Sono circa 400mila i cattolici rimasti in Bosnia ed Erzegovina mentre prima della guerra nei Balcani se ne contavano 740.726. E ogni anno 15mila fedeli scompaiono dall’anagrafe. È quanto è emerso dalle conclusioni dei vescovi del Paese che recentemente hanno terminato la loro 70ª assemblea plenaria. “In parte questo calo è dovuto all’emigrazione, soprattutto giovani in cerca di un lavoro migliore”, spiega al Sir mons. Tomo Vuksic, ordinario militare della Bosnia ed Erzegovina. “Ma esiste anche il problema dei profughi e di coloro che furono cacciati dalle proprie case, in totale circa il 67% dei cattolici”. Secondo Vuksic, “da parte delle autorità, a tutti i livelli, non c’è stata una ferma volontà di favorire il rientro di queste persone”. A questo si aggiunge una situazione economica difficile. “Il salario medio è di 800 marchi, pari a 450 euro, e la povertà – racconta l’ordinario militare – si nota soprattutto nelle grandi città”. “Moltissimi bisognosi si rivolgono alla Caritas, che purtroppo – rileva – non riesce a dare una mano a tutti”. Ma Vuksic solleva anche un altro problema.

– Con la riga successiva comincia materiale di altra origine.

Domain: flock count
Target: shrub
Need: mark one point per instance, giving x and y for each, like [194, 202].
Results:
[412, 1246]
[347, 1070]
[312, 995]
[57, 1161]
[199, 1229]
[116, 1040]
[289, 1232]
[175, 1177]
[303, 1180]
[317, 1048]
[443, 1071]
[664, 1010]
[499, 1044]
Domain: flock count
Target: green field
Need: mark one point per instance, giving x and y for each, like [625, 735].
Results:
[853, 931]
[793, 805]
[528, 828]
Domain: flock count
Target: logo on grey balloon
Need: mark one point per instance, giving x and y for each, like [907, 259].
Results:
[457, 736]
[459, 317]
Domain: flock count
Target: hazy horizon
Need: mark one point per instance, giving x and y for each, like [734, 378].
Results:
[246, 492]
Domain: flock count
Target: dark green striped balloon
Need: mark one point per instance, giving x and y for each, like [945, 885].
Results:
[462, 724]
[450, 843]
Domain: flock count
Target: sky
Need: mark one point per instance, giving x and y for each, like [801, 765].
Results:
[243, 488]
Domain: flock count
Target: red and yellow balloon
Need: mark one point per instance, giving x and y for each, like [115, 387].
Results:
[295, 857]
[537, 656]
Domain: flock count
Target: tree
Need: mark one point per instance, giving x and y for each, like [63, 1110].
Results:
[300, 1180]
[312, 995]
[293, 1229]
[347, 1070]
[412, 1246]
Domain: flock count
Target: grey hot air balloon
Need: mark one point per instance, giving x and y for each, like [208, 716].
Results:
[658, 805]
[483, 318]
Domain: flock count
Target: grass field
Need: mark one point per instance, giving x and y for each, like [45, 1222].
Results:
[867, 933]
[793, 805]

Dopo l’accordo di Dayton, con la creazione della Repubblica Srpska e della Federazione Bosnia ed Erzegovina, i croati-cattolici che rappresentano il 15% della popolazione, si trovano in ambedue le parti, ma secondo la Chiesa cattolica in pratica non hanno gli stessi diritti degli altri due grandi gruppi etnici, serbi-ortodossi e bosgnacchi-musulmani. Ai cattolici, per esempio, va solo il 3 o 4% del totale degli aiuti da parte della comunità internazionale. “Naturalmente questa verità è scomoda per alcuni e vogliono far tacere la Chiesa”, spiega. “Si dovrebbe partire a livello politico e sociale da quel principio costituzionale di diritti uguali e applicarlo a tutti i livelli nell’organizzazione dello Stato”, osserva Vuksic, altrimenti, “si crea una disparità ingiusta”.